Take a picture, why don't ya?
...that's ALL they did.
Let me explain.
My wife and I attended three Red Sox games during our 6-day stint in Seattle. During our down time, we would stroll the city and see the sights.
Unfortunately, the sights primarily consist of homeless people and large groups of Japanese.
Personally, I think it would be good to do a "Celebrity Family Feud" ...
...but with one side being Seattle's homeless and the other being Japanese tourists.
"Let's Play - FAMILY FEUD!!..."
Al Roker: "OH MY GOD...I'M SO HUNGRY."
...let's start over:
Al Roker: "..the top three answers are on the board. Name something that everyone does at least once a day."
Al Roker: "Homeless guy you're the first one to buzz in - give me your answer."
Homeless guy: "These flies!! These flies are in my skull!! Why are they laughing at me?!? I LIKE BEETS!!"
Al Roker: "Ooohkay...Japanese tourist. What's your answer?"
Japanese tourist: "PingWAAAAAA...Dong WOOONG Picachu FeelOOOONg...ICHIRO SUZUKI!!!"
(cameras start going off at the Japanese tourist podium)
Ichiro Suzuki is a Japanese player for the Seattle Mariners. Apparently, he's so popular in Japan that people travel from Japan to Seattle JUST to see him.
I was told that sometimes, they come from Japan just to see the BALLPARK he plays in...then...
...they go home.
The only person I'd ever consider doing that for would be Rachael Ray.

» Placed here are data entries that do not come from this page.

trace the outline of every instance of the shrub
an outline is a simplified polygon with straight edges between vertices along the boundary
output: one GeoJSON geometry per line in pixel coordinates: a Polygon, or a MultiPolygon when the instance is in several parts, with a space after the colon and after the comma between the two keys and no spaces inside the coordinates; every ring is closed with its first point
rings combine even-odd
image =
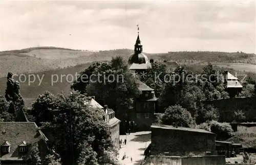
{"type": "Polygon", "coordinates": [[[161,124],[174,126],[193,128],[195,123],[190,113],[179,105],[169,106],[161,118],[161,124]]]}
{"type": "Polygon", "coordinates": [[[227,123],[219,123],[216,121],[207,121],[197,126],[198,129],[210,131],[216,134],[217,139],[226,139],[232,135],[233,130],[227,123]]]}

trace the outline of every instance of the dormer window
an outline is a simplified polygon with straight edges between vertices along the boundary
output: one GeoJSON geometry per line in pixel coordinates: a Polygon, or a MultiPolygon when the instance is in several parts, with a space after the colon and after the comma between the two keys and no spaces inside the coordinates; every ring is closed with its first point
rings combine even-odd
{"type": "Polygon", "coordinates": [[[2,152],[4,153],[9,153],[10,146],[11,144],[8,142],[5,142],[1,146],[2,152]]]}
{"type": "Polygon", "coordinates": [[[26,147],[19,147],[19,152],[25,152],[26,147]]]}
{"type": "Polygon", "coordinates": [[[25,152],[26,146],[27,143],[26,143],[25,141],[22,142],[22,143],[18,146],[19,152],[25,152]]]}

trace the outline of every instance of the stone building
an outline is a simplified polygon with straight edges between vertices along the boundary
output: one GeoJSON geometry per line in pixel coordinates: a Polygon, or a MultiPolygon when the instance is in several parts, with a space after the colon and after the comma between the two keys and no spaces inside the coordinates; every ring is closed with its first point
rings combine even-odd
{"type": "Polygon", "coordinates": [[[1,164],[30,164],[30,144],[38,145],[41,159],[49,153],[48,139],[34,122],[0,122],[0,131],[1,164]]]}
{"type": "Polygon", "coordinates": [[[142,72],[152,67],[147,57],[142,53],[142,45],[140,41],[139,32],[134,45],[134,54],[129,58],[128,63],[130,65],[129,69],[136,73],[142,72]]]}
{"type": "Polygon", "coordinates": [[[216,134],[204,130],[171,126],[151,126],[152,155],[168,152],[172,156],[205,155],[215,153],[216,134]]]}
{"type": "Polygon", "coordinates": [[[105,122],[110,126],[111,129],[111,138],[114,141],[117,148],[120,148],[119,145],[119,127],[120,121],[115,117],[115,112],[112,109],[109,108],[105,105],[103,107],[97,102],[93,98],[91,99],[90,104],[93,107],[102,109],[105,113],[105,122]]]}
{"type": "Polygon", "coordinates": [[[230,98],[234,98],[236,95],[242,90],[243,86],[238,79],[227,71],[226,71],[224,74],[224,80],[226,86],[226,91],[228,93],[230,98]]]}
{"type": "MultiPolygon", "coordinates": [[[[134,45],[134,53],[129,58],[129,69],[138,74],[152,67],[154,60],[148,60],[146,55],[142,53],[142,45],[139,32],[134,45]]],[[[128,114],[129,122],[126,122],[125,129],[132,128],[132,131],[150,130],[150,126],[155,120],[154,113],[157,109],[158,99],[155,96],[154,89],[138,80],[138,88],[142,92],[138,98],[134,101],[134,108],[128,114]],[[127,123],[132,124],[132,125],[127,123]]]]}
{"type": "Polygon", "coordinates": [[[134,101],[132,116],[136,124],[135,130],[150,130],[155,120],[158,99],[155,96],[154,89],[141,81],[139,82],[139,89],[142,93],[134,101]]]}

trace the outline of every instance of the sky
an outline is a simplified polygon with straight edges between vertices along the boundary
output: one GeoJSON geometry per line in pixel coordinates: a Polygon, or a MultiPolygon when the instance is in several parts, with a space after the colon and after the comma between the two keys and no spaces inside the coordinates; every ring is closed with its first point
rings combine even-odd
{"type": "Polygon", "coordinates": [[[0,51],[53,46],[256,53],[255,2],[0,2],[0,51]]]}

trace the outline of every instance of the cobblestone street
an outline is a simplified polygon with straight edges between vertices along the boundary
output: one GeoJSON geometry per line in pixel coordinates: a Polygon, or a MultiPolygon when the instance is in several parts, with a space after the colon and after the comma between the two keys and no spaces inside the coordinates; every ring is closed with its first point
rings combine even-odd
{"type": "Polygon", "coordinates": [[[140,165],[144,158],[144,151],[151,143],[150,131],[132,133],[127,135],[120,135],[120,139],[123,142],[126,139],[126,145],[121,146],[119,160],[123,165],[140,165]],[[125,158],[122,160],[125,153],[125,158]],[[131,161],[131,157],[133,160],[131,161]]]}

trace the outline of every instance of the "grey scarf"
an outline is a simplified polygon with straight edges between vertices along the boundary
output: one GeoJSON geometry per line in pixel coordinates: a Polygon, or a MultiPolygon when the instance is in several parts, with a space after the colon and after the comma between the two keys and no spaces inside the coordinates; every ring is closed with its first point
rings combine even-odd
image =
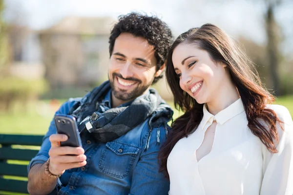
{"type": "Polygon", "coordinates": [[[153,89],[124,107],[103,112],[102,100],[110,89],[108,81],[94,89],[76,104],[69,111],[75,117],[80,132],[87,129],[98,141],[106,143],[123,136],[148,117],[150,131],[165,125],[172,118],[173,111],[153,89]]]}

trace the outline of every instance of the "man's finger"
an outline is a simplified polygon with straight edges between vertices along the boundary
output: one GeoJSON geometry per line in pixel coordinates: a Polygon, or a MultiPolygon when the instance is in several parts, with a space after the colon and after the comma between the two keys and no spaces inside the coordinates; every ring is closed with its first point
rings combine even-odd
{"type": "Polygon", "coordinates": [[[60,141],[64,141],[68,139],[68,137],[64,134],[53,134],[49,137],[52,147],[60,146],[60,141]]]}

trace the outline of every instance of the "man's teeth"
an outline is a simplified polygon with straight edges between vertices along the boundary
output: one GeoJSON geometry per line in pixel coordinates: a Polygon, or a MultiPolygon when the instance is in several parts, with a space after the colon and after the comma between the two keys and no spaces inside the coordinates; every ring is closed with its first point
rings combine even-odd
{"type": "Polygon", "coordinates": [[[195,85],[194,85],[194,86],[193,87],[192,87],[191,88],[191,89],[190,89],[191,93],[193,93],[195,92],[196,91],[197,91],[198,90],[198,89],[199,89],[200,86],[202,85],[202,84],[203,84],[203,82],[201,82],[200,83],[197,83],[195,85]]]}
{"type": "Polygon", "coordinates": [[[122,79],[121,79],[119,78],[118,78],[118,82],[122,84],[122,85],[124,85],[124,86],[130,86],[133,85],[133,84],[134,84],[135,83],[135,82],[125,82],[123,80],[122,80],[122,79]]]}

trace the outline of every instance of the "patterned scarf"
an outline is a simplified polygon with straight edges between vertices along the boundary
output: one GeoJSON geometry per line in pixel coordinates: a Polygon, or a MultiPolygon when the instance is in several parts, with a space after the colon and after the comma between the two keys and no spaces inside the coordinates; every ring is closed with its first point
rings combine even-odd
{"type": "Polygon", "coordinates": [[[150,130],[162,124],[167,126],[172,118],[173,111],[153,89],[128,106],[103,110],[100,108],[102,101],[110,89],[109,81],[105,81],[71,108],[69,114],[79,123],[80,132],[87,129],[97,141],[106,143],[125,135],[148,117],[150,130]]]}

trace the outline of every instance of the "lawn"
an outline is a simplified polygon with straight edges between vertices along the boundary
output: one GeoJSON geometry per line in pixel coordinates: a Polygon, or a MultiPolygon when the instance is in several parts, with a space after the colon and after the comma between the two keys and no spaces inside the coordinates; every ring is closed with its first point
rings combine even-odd
{"type": "MultiPolygon", "coordinates": [[[[11,113],[0,113],[0,134],[44,135],[54,116],[54,112],[64,100],[57,102],[49,101],[34,102],[29,104],[28,109],[24,111],[17,111],[11,113]]],[[[172,102],[168,102],[173,106],[172,102]]],[[[286,107],[293,117],[293,96],[280,98],[276,101],[277,104],[286,107]]],[[[174,109],[173,118],[175,119],[182,114],[174,109]]],[[[28,162],[10,161],[9,163],[28,164],[28,162]]],[[[10,178],[8,176],[6,178],[10,178]]],[[[16,177],[14,177],[16,178],[16,177]]],[[[23,177],[17,177],[23,179],[23,177]]],[[[22,194],[4,193],[5,195],[23,195],[22,194]]]]}
{"type": "MultiPolygon", "coordinates": [[[[53,104],[49,103],[48,101],[32,103],[30,105],[28,111],[25,112],[0,113],[0,134],[44,135],[54,111],[64,101],[62,100],[53,104]]],[[[293,117],[293,96],[279,98],[276,103],[287,107],[293,117]]],[[[172,102],[169,104],[173,106],[172,102]]],[[[182,114],[174,110],[174,118],[182,114]]]]}

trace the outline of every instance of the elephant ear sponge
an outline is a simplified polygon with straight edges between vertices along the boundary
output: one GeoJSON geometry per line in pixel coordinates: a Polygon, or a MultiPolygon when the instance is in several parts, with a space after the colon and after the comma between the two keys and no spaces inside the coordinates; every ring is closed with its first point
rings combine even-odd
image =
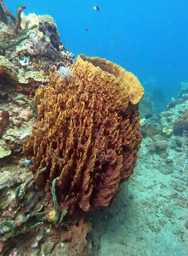
{"type": "Polygon", "coordinates": [[[133,172],[144,89],[136,77],[104,59],[79,55],[72,72],[67,82],[55,71],[50,85],[36,91],[39,121],[24,154],[33,160],[36,184],[50,196],[58,177],[58,203],[73,216],[108,206],[133,172]]]}

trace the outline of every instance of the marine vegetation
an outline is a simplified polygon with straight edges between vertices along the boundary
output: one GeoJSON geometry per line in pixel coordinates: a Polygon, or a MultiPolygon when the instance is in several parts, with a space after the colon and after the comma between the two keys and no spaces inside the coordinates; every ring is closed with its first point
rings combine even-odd
{"type": "Polygon", "coordinates": [[[141,141],[138,111],[144,89],[136,77],[83,55],[72,73],[67,82],[56,70],[49,86],[37,90],[39,122],[23,149],[56,221],[59,209],[76,219],[91,206],[107,207],[133,173],[141,141]]]}

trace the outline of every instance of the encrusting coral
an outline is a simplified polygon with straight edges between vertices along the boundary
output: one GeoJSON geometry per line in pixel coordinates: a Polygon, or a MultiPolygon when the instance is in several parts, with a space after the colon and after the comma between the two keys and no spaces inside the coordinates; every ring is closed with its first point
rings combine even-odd
{"type": "Polygon", "coordinates": [[[108,206],[132,174],[144,89],[133,74],[98,57],[78,56],[72,73],[67,81],[55,71],[36,91],[39,121],[23,151],[36,184],[52,199],[53,183],[61,212],[73,216],[108,206]]]}

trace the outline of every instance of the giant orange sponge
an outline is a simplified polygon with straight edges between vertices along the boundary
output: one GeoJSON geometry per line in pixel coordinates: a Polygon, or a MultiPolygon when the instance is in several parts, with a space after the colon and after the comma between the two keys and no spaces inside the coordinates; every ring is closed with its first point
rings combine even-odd
{"type": "Polygon", "coordinates": [[[121,66],[81,55],[64,81],[55,71],[36,92],[39,121],[24,146],[39,187],[68,215],[108,206],[135,166],[141,141],[138,104],[144,89],[121,66]],[[44,171],[39,172],[44,168],[44,171]]]}

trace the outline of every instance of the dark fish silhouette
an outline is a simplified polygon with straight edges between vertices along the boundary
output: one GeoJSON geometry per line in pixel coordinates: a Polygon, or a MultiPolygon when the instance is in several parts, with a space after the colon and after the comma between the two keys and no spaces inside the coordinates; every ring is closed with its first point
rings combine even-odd
{"type": "Polygon", "coordinates": [[[93,10],[98,11],[98,10],[99,10],[99,8],[98,6],[96,5],[96,6],[94,6],[93,10]]]}

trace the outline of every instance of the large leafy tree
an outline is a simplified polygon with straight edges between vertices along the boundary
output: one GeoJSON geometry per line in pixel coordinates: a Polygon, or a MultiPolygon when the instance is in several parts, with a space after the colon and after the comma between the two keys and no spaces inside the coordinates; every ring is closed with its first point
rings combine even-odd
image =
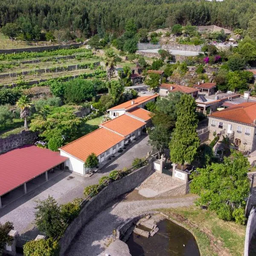
{"type": "Polygon", "coordinates": [[[245,199],[250,190],[247,176],[250,164],[241,153],[233,151],[224,163],[212,163],[198,169],[190,186],[191,191],[200,196],[199,205],[208,206],[219,218],[235,220],[240,224],[245,220],[245,199]]]}
{"type": "Polygon", "coordinates": [[[24,119],[24,128],[27,129],[27,118],[30,114],[31,102],[26,95],[23,95],[19,99],[17,104],[20,109],[20,118],[24,119]]]}
{"type": "Polygon", "coordinates": [[[107,76],[108,79],[110,81],[115,71],[115,67],[116,65],[117,57],[112,49],[106,51],[105,56],[105,61],[107,68],[107,76]]]}
{"type": "Polygon", "coordinates": [[[124,90],[124,87],[120,81],[112,80],[108,84],[109,94],[114,101],[117,103],[120,99],[124,90]]]}
{"type": "Polygon", "coordinates": [[[64,230],[60,207],[52,196],[45,200],[38,200],[35,207],[35,223],[38,230],[48,236],[55,237],[64,230]]]}
{"type": "Polygon", "coordinates": [[[145,84],[154,90],[159,86],[160,83],[160,75],[158,74],[151,73],[145,80],[145,84]]]}
{"type": "Polygon", "coordinates": [[[188,94],[183,95],[177,104],[177,121],[169,147],[172,161],[182,166],[193,161],[200,144],[196,131],[196,108],[195,101],[188,94]]]}

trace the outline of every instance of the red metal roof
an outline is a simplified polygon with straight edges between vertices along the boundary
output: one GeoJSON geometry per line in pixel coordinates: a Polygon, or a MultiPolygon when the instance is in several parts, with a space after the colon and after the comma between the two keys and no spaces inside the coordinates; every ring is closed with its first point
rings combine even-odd
{"type": "Polygon", "coordinates": [[[67,157],[34,145],[0,155],[0,196],[63,163],[67,157]]]}

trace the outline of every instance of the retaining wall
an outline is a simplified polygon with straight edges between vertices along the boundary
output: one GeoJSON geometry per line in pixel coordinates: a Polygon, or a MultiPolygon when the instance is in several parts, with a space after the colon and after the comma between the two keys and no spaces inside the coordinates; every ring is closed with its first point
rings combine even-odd
{"type": "Polygon", "coordinates": [[[33,143],[37,134],[36,132],[24,131],[20,134],[12,134],[7,138],[0,139],[0,154],[23,145],[33,143]]]}
{"type": "Polygon", "coordinates": [[[256,230],[256,209],[253,208],[250,211],[245,233],[244,256],[248,256],[250,244],[253,233],[256,230]]]}
{"type": "Polygon", "coordinates": [[[161,48],[166,50],[180,50],[190,52],[201,52],[202,46],[191,44],[183,44],[175,42],[169,42],[168,44],[163,44],[161,48]]]}
{"type": "Polygon", "coordinates": [[[189,184],[191,181],[186,183],[183,184],[180,186],[172,189],[169,191],[164,192],[159,195],[157,197],[163,197],[166,196],[175,196],[176,195],[183,195],[188,194],[189,192],[189,184]]]}
{"type": "Polygon", "coordinates": [[[18,48],[17,49],[0,49],[0,53],[13,53],[14,52],[41,52],[44,51],[48,51],[49,50],[55,50],[60,49],[68,49],[72,47],[73,48],[79,48],[82,45],[82,43],[78,44],[71,44],[58,45],[53,46],[39,46],[38,47],[31,47],[25,48],[18,48]]]}
{"type": "Polygon", "coordinates": [[[64,255],[79,230],[101,211],[106,204],[138,186],[148,177],[152,172],[152,162],[151,161],[148,166],[143,166],[120,180],[112,182],[85,204],[59,241],[61,247],[60,256],[64,255]]]}

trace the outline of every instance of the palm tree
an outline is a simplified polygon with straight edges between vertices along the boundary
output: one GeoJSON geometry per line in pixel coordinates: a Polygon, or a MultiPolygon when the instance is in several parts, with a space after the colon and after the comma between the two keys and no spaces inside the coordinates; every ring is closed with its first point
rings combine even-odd
{"type": "Polygon", "coordinates": [[[20,118],[24,119],[24,128],[27,129],[26,119],[30,114],[31,102],[26,95],[23,95],[18,100],[17,104],[20,109],[20,118]]]}
{"type": "Polygon", "coordinates": [[[112,49],[106,51],[105,59],[105,65],[107,68],[107,76],[109,81],[111,81],[111,77],[115,71],[115,67],[116,65],[117,56],[114,51],[112,49]]]}

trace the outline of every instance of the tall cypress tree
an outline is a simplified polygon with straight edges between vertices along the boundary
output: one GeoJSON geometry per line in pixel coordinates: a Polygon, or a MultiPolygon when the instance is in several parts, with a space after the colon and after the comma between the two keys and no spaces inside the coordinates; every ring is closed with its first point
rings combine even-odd
{"type": "Polygon", "coordinates": [[[173,162],[183,166],[194,160],[200,141],[196,132],[196,103],[190,95],[183,94],[177,106],[177,121],[169,145],[173,162]]]}

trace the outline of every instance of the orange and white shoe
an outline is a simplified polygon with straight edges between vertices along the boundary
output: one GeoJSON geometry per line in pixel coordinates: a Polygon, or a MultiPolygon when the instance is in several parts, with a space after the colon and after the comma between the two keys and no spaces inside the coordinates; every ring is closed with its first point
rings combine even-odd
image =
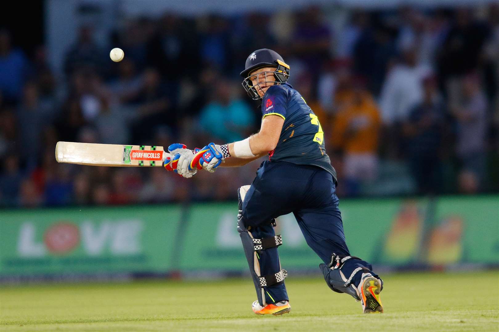
{"type": "Polygon", "coordinates": [[[370,273],[362,273],[357,291],[364,314],[383,312],[383,305],[379,297],[382,287],[381,280],[372,276],[370,273]]]}
{"type": "Polygon", "coordinates": [[[253,302],[251,305],[253,312],[256,315],[268,315],[272,314],[274,316],[286,314],[291,311],[291,306],[287,301],[281,301],[275,303],[267,304],[265,307],[262,307],[258,303],[258,301],[253,302]]]}

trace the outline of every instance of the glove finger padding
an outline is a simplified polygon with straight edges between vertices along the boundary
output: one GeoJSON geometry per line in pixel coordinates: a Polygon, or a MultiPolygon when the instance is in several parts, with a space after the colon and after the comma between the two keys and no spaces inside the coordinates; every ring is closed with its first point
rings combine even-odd
{"type": "Polygon", "coordinates": [[[199,163],[203,166],[203,168],[211,173],[215,171],[215,169],[220,165],[224,159],[223,155],[219,151],[220,146],[216,145],[213,143],[210,143],[202,149],[205,152],[200,159],[199,163]],[[217,148],[217,147],[219,148],[217,148]]]}
{"type": "Polygon", "coordinates": [[[195,169],[190,171],[189,170],[190,162],[190,160],[187,156],[181,155],[177,166],[177,170],[179,174],[188,179],[192,177],[192,176],[198,172],[198,170],[195,169]]]}
{"type": "Polygon", "coordinates": [[[207,163],[206,161],[203,162],[203,167],[207,171],[210,173],[213,173],[215,171],[216,169],[220,164],[221,160],[220,160],[216,158],[212,158],[209,163],[207,163]]]}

It would have to be a public hanging...but I'd still travel for it.
So, at the ballgame, here's what it would look like with Ichiro on the bench:
..and with Ichiro at the plate:
What. The. F*ck.
EVERY at-bat this happened. EVERY ONE.
Seriously...how many f*cking pictures of this guy do you need?
Not that it mattered to me.
Why you ask?
Well...because here was MY view of the field (actual photo from my seat):
Being short SUCKS.
Also, a nice "Thank you, Safeco field" here for putting a .001% grade on the f*cking seats.
Yeah - it gets better.
Here was my view from Game 3:
On the bright side, though, this guy's size shielded me from the blinding camera flashes from the Japanese tourists.
Until he moved...
...and then Neal and Bob came and sat down in front of us instead:
No longer blinded by camera flashes, I'm instead rendered horrified as one guy rubs another guy's neck lovingly in front of me...
...then up the back of his shirt...
BRING BACK THE FAT GUY!!
Or a Japanese tourist...at least they're skinny.
Apparently, they've been listening to Al Roker's tips.